This article is from our July 2021 edition of MarketWatch.
12th August, 2021
Carbon credits take many forms, but the term generally refers to a tradable certificate which gives its owner the right to emit one tonne of carbon dioxide (or an equivalent amount of another greenhouse gas).
The EU’s Emission Trading Scheme was launched in 2005 as the world’s first carbon market and it remains the largest. The scheme issues carbon credits (European Union Allowances), and until 2021 also allowed for the use of carbon offsets. While credits represent the right to emit carbon, offsets are generated through projects which reduce emissions. So if a company running a factory in Germany wished to exceed the emissions permitted by its allowances, it could buy more allowances in the market, or could purchase offsets (generated by a renewable energy project in Spain, for example) to maintain the overall emissions equilibrium.
The Emission Trading Scheme (and others like it, including California’s cap and trade system) take a market-based approach to pricing carbon credits. The price of the allowances is set by the market and allows firms to determine whether it is cost-efficient to emit more CO2. Firms will bear the costs of having to buy further credits if they exceed their allowances or can generate profits from reduced emissions by selling allowances. Electric carmaker Tesla has generated in excess of $4.4bn through carbon credit sales since 2008, including sales of $2.4bn to its petrol-powered competitor Fiat Chrysler.
This revolutionary approach to emissions management is a key pillar of energy policies worldwide but has also created tradable commodity assets which are open to speculation. Buyers can take positions based on their views that credit prices will rise – perhaps due to government policies or industry developments. For example, the price of EU credits rose over 130% in the last year as economic activity rebounded. Today, the EU’s carbon market includes not just the c. 11,000 regulated entities which receive the allowances, but a host of hedge funds, pension funds and other investors. This broad range of participants increases the efficiency of the market overall, and has embedded carbon markets as a workable response to global warming.

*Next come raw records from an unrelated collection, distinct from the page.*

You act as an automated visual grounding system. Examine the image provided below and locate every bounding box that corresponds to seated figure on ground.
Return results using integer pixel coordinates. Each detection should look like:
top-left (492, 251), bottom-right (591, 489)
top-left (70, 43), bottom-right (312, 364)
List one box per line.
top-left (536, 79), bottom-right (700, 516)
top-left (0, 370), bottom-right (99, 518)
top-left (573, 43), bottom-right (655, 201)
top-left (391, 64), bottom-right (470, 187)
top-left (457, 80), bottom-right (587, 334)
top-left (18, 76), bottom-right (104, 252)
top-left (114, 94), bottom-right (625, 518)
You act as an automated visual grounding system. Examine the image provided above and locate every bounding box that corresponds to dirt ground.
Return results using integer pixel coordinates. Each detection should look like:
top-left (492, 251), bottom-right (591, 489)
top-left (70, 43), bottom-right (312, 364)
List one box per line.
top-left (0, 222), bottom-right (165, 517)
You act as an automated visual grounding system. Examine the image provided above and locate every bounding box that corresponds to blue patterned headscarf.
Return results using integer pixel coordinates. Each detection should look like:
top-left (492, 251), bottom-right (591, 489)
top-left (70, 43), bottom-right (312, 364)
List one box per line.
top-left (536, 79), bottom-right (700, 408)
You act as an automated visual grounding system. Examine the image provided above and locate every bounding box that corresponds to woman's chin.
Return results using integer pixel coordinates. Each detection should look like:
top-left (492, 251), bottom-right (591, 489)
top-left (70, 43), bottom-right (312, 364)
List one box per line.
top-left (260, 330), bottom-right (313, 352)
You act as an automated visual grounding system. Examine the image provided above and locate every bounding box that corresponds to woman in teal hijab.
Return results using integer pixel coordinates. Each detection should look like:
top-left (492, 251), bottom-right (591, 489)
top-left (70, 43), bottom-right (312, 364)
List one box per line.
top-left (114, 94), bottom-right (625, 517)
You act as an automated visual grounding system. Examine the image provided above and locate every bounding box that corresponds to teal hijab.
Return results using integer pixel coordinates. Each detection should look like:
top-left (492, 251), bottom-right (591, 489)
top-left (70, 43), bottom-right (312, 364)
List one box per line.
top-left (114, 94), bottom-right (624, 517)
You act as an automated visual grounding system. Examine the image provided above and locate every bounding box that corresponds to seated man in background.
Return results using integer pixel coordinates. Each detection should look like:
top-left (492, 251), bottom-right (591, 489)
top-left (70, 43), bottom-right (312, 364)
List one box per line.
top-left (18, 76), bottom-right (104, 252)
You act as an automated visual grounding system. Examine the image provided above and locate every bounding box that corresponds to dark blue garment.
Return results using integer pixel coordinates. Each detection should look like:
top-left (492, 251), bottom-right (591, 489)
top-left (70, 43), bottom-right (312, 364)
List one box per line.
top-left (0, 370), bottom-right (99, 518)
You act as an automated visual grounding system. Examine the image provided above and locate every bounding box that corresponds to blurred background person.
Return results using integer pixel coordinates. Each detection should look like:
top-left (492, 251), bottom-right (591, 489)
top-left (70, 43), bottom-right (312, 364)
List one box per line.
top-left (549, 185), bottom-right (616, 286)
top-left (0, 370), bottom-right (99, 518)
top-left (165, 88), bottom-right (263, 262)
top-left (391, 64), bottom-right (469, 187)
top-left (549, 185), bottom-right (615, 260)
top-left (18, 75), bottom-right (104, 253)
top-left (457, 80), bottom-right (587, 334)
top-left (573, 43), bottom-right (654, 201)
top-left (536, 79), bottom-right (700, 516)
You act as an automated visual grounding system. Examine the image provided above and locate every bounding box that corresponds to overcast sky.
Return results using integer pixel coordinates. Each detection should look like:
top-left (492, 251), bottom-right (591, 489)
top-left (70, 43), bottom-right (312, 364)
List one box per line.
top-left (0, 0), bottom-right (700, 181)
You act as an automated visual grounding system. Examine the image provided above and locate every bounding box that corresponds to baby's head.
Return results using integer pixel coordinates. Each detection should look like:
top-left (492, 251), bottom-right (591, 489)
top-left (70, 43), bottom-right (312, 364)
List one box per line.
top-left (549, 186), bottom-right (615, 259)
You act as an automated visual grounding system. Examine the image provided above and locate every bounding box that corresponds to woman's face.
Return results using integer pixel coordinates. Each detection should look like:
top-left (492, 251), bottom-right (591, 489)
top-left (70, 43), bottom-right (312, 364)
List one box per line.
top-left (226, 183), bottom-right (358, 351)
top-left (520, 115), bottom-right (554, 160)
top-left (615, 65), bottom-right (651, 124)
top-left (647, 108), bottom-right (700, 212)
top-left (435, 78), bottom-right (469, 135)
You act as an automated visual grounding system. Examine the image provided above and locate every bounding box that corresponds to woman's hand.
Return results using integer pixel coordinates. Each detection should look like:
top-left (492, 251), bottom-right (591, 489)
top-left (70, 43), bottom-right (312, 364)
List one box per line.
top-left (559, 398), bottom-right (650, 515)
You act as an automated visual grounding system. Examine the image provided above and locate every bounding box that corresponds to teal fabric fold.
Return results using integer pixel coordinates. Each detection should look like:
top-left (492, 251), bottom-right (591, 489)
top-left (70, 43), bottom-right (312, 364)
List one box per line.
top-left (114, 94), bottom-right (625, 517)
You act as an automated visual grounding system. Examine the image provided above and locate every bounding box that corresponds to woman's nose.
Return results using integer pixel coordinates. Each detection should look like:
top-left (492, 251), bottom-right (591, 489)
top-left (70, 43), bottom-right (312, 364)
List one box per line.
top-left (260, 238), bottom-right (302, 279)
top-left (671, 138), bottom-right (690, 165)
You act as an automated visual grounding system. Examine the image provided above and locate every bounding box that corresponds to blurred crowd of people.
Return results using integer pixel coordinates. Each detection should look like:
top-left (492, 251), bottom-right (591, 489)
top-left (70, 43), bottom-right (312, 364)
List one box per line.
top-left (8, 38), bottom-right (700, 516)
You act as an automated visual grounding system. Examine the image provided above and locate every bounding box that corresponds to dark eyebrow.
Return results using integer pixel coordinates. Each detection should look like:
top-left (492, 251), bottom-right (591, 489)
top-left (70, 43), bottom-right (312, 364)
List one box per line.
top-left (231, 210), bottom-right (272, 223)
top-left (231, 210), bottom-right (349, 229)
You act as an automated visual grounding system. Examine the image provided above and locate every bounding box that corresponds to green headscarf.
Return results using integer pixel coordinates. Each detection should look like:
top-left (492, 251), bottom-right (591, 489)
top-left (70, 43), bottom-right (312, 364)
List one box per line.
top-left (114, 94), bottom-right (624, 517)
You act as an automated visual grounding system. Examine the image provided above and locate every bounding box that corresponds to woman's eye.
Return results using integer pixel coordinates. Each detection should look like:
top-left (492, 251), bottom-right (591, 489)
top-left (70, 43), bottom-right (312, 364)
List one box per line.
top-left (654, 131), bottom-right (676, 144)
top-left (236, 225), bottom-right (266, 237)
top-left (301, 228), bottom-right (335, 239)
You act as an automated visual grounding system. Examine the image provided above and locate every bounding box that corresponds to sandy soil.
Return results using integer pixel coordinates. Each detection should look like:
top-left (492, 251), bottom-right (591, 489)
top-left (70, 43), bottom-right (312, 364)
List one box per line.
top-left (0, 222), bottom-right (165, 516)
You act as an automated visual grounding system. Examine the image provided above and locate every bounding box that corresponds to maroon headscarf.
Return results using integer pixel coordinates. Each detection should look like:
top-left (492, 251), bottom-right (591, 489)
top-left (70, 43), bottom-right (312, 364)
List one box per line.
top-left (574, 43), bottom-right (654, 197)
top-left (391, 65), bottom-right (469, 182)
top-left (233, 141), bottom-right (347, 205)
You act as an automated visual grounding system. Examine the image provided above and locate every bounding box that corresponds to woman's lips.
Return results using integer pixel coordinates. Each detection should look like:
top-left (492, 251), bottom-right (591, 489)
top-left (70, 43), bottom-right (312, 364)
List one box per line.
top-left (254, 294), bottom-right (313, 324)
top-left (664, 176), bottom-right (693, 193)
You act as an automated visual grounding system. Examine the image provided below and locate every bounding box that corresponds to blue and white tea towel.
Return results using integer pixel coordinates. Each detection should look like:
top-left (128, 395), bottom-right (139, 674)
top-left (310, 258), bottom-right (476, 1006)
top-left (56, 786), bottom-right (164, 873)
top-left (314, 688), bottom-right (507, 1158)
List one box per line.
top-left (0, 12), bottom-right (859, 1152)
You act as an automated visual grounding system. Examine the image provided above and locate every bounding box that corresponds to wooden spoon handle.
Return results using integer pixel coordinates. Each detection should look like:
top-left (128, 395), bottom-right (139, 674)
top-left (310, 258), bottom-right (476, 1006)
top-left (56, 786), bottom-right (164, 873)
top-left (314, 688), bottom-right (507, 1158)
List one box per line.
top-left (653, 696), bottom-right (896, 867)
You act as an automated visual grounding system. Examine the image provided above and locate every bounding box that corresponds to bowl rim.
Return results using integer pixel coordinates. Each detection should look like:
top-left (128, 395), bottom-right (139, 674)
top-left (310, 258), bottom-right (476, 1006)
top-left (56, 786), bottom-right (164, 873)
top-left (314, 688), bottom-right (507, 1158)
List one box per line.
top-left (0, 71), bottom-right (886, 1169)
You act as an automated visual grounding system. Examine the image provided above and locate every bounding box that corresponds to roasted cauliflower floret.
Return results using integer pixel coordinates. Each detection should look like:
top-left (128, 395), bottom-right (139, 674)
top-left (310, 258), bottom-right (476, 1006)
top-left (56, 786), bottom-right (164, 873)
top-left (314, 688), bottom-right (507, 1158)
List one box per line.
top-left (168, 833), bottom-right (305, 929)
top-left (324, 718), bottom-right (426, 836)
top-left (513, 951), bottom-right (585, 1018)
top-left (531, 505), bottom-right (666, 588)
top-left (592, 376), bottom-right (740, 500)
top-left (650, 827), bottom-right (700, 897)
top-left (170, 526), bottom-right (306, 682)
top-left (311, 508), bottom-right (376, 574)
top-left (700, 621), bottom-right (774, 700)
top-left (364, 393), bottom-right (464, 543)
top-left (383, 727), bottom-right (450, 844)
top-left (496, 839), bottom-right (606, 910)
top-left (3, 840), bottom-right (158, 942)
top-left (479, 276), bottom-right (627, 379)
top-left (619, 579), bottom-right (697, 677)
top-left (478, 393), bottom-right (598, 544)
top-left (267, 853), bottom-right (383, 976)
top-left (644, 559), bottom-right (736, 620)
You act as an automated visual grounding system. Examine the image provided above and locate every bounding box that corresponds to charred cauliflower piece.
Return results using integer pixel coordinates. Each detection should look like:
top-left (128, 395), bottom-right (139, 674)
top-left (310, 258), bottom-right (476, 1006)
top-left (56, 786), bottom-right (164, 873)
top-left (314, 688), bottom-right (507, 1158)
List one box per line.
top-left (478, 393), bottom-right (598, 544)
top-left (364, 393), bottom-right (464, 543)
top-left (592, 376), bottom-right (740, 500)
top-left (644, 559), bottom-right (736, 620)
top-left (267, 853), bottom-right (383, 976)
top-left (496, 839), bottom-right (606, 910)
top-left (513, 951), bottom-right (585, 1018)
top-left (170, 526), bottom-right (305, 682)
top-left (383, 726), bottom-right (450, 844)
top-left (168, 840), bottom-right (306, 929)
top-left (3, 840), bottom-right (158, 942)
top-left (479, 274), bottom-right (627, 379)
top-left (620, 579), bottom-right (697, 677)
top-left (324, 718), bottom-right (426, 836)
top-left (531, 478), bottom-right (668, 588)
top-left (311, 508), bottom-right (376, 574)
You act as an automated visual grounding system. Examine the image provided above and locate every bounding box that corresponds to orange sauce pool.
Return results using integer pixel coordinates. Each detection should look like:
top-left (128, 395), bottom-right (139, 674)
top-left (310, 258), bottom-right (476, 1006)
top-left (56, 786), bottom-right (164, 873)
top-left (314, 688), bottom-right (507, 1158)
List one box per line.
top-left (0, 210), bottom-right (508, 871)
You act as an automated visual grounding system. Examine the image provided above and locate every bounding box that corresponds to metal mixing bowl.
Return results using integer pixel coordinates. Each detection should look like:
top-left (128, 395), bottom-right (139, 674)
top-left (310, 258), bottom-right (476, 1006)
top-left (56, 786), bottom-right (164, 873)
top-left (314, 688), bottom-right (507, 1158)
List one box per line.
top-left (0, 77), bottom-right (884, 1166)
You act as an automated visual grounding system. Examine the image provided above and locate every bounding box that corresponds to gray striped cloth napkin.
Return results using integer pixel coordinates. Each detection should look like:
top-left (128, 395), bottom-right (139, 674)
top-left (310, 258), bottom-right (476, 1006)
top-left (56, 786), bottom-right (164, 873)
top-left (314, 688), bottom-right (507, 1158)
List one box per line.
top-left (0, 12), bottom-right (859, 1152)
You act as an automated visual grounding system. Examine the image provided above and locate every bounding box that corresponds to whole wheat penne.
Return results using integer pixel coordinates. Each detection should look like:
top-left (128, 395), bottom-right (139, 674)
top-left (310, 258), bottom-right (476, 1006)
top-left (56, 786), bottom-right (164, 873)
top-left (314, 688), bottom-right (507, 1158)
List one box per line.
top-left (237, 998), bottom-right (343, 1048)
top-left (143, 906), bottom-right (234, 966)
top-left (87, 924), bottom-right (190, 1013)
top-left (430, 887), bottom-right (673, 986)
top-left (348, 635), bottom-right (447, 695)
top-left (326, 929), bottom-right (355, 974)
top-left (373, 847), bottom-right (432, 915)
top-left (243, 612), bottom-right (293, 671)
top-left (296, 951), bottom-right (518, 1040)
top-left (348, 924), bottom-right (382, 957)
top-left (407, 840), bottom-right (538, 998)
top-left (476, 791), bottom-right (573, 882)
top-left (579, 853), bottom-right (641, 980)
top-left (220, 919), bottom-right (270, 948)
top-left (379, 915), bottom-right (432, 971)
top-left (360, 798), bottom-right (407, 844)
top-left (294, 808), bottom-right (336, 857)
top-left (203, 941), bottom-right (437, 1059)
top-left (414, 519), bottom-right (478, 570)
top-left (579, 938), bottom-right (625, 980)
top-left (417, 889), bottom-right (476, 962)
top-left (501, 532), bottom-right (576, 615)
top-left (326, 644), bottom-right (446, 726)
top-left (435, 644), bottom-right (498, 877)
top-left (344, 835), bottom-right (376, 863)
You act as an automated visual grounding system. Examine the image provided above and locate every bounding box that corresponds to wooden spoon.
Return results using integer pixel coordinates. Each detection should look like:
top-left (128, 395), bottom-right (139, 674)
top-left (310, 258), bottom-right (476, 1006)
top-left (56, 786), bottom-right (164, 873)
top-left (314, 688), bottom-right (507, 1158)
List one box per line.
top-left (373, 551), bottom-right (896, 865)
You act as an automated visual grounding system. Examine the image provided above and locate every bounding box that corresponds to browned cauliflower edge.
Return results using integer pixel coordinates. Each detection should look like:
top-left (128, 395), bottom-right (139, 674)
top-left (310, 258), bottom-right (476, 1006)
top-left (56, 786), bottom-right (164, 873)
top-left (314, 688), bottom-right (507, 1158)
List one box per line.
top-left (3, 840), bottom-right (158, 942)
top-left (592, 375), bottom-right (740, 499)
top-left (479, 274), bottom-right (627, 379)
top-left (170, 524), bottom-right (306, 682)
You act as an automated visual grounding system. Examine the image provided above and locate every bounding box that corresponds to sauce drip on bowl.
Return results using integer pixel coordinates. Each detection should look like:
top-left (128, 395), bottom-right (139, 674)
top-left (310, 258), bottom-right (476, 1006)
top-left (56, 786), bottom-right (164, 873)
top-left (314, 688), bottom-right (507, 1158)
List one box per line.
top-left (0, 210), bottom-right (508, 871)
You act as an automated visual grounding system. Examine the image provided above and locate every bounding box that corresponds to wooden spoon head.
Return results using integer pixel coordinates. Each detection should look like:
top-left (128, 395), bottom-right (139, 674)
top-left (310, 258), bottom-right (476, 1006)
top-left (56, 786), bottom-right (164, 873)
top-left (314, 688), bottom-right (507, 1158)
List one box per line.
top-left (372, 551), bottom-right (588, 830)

Carbon markets are growing – China is launching its own scheme this year, and the UK is creating a standalone market after its exit from the EU – so investors are eyeing them up as a potential source of returns. Our view is that this relatively efficient solution to energy management should not be considered as a core asset for building out an individual’s investment portfolio. The carbon markets are established and managed with the primary aim of controlling emissions – not to serve as a reliable market for investment. For example, liquidity can be patchy (it peaks at year end in line with industry cycles but is thinner in other months). And industry concerns trump market concerns, for example in 2011 when the theft of €28m of allowances forced the closure of EU carbon markets for a number of weeks. There is also the matter of determining which carbon credits you are holding – only a handful of credits are recognised by the major systems, with dozens of others being created and traded outside of the required allowance programmes.
So, carbon assets may fit into portfolios alongside other commodities, in limited scenarios where they are stewarded by experienced investment managers, or in carefully designed structures which ensure investor protection. But, for now, simply playing the carbon price is speculation rather than investment.